When we come to apply such classification to so delicate and elusive a series of psychological states as those which accompany the “contemplative life,” all the usual difficulties are increased. No one mystic can be discovered in whom all the observed characteristics of the transcendental consciousness are resumed, and 168 who can on that account be treated as typical. Mental states which are distinct and mutually exclusive in one case, exist simultaneously in another. In some, stages which have been regarded as essential are entirely omitted: in others, their order appears to be reversed. We seem at first to be confronted by a group of selves which arrive at the same end without obeying any general law.
Take, however, a number of such definitely mystical selves and make of them, so to speak, a “composite portrait”: as anthropologists do when they wish to discover the character of a race. From this portrait we may expect a type to emerge, in which all the outstanding characteristics contributed by the individual examples are present together, and minor variations are suppressed. Such a portrait will of course be conventional: but it will be useful as a standard, which can be constantly compared with, and corrected by, isolated specimens.

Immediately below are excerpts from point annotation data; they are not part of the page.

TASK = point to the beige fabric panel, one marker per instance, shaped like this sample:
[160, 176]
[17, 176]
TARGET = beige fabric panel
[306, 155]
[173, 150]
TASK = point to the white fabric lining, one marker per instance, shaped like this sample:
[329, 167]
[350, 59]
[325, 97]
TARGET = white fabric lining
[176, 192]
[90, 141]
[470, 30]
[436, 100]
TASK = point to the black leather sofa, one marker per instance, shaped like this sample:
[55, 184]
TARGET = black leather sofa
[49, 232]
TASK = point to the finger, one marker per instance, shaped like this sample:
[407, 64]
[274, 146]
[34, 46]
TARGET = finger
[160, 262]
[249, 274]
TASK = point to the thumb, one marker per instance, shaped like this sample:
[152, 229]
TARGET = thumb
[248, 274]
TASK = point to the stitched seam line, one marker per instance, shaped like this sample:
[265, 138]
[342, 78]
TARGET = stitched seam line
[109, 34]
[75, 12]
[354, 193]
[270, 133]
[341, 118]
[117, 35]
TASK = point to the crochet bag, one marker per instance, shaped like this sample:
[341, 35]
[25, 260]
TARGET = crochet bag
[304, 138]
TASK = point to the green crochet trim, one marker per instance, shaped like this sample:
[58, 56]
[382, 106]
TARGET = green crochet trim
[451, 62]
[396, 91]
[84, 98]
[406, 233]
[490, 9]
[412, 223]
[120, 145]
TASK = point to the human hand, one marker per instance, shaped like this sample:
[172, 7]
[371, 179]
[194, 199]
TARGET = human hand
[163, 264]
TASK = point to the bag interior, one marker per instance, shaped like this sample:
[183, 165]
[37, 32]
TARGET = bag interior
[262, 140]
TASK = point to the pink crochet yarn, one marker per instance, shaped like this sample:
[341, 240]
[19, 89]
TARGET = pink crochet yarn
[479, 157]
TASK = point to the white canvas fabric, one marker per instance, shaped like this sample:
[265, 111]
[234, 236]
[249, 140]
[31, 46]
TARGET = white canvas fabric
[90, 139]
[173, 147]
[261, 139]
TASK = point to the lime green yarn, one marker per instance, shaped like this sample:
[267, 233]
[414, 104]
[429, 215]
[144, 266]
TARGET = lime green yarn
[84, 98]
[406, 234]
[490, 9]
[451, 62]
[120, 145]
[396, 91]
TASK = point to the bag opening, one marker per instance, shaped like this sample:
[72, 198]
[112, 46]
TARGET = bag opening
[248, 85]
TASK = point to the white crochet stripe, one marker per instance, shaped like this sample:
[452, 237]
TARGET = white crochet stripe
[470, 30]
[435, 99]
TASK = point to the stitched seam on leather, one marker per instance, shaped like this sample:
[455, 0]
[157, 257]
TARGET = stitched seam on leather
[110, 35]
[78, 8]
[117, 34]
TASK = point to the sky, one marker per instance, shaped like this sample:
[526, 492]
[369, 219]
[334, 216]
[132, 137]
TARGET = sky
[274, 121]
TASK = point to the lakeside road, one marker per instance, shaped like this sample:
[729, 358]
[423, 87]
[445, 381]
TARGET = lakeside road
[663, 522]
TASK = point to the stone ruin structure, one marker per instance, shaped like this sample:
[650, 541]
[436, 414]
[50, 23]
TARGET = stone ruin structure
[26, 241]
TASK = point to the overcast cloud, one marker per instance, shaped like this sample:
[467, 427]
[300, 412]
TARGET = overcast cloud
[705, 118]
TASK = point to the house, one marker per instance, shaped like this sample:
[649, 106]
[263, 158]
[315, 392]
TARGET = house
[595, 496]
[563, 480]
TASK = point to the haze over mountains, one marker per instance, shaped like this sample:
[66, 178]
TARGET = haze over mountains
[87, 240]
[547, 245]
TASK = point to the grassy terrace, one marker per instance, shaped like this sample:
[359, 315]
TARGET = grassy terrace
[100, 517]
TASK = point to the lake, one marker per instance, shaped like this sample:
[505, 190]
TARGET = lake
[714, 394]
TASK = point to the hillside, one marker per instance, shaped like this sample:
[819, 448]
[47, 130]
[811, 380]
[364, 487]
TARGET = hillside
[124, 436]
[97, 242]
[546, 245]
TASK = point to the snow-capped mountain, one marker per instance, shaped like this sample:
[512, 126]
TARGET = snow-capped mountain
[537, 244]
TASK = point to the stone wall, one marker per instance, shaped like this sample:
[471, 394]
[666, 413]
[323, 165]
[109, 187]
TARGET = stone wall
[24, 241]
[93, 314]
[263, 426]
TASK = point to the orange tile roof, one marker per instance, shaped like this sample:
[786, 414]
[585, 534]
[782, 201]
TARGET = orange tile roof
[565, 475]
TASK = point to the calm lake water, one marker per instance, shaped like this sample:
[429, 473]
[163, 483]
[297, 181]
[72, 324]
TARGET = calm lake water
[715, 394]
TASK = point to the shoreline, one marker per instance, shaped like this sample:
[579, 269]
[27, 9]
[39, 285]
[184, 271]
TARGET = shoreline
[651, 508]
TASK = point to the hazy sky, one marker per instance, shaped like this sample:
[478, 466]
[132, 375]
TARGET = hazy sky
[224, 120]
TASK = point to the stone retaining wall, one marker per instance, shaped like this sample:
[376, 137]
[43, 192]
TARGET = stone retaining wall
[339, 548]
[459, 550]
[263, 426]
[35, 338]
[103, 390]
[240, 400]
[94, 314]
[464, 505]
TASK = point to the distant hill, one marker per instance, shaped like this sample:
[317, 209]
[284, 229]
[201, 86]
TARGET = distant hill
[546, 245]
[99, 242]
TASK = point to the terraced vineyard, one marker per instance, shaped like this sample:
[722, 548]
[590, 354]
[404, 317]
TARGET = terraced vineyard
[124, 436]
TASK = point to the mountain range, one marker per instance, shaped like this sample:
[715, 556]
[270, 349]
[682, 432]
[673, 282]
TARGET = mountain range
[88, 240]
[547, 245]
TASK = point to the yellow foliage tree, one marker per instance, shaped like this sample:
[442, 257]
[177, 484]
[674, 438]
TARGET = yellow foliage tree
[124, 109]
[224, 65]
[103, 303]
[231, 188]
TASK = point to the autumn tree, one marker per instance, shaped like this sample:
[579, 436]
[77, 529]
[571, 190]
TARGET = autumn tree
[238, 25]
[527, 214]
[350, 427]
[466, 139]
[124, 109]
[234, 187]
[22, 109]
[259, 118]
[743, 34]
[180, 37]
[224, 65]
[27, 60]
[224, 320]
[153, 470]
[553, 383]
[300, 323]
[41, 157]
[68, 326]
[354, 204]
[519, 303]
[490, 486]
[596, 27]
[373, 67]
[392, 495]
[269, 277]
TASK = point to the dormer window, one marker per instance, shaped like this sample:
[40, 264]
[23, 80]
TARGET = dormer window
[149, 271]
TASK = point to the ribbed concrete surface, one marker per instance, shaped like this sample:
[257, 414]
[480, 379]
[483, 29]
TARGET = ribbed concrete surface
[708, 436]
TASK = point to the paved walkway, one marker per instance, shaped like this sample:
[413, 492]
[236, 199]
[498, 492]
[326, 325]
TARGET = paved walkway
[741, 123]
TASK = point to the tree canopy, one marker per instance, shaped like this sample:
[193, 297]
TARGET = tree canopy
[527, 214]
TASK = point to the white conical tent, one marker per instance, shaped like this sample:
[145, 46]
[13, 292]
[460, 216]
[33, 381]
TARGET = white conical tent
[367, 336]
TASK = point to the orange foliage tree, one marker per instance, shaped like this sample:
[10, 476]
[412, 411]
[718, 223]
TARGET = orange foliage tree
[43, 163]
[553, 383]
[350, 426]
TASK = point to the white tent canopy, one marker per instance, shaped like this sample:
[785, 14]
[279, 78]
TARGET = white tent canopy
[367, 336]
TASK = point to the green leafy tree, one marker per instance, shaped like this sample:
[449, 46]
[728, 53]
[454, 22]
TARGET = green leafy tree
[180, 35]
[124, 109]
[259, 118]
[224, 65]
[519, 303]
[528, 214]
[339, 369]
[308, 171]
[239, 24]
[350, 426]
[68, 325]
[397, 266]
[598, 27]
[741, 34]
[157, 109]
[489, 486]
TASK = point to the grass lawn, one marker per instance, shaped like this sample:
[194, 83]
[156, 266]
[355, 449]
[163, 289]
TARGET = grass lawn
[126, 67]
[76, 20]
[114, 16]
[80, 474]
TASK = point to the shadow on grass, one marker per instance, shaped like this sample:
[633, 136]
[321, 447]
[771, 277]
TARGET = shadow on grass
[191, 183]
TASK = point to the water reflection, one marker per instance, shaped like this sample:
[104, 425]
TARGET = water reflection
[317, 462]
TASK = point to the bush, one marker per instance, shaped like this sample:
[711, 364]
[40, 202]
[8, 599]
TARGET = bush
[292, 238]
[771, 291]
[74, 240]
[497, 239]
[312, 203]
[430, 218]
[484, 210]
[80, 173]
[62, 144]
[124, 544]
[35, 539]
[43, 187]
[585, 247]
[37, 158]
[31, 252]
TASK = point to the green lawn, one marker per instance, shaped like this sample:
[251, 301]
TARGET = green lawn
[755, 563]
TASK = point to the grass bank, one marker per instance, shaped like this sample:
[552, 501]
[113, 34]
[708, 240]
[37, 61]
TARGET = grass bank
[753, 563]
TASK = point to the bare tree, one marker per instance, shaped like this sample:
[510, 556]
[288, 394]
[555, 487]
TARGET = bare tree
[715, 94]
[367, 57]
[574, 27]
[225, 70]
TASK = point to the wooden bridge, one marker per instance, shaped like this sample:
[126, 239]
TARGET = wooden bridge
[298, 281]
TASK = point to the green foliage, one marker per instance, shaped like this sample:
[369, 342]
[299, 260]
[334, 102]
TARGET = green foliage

The first thing we notice about this composite portrait is that the typical mystic seems to move towards his goal through a series of strongly marked oscillations between “states of pleasure” and “states of pain.” The existence and succession of these states—sometimes broken and confused, sometimes crisply defined—can be traced, to a greater or less degree, in almost every case of which we possess anything like a detailed record. Gyrans gyrando radii spiritus . The soul, as it treads the ascending spiral of its road towards reality, experiences alternately the sunshine and the shade. These experiences are “constants” of the transcendental life. “The Spiritual States of the Soul are all Eternal,” said Blake, with the true mystical genius for psychology. 332332 “Jerusalem,” pt. iii.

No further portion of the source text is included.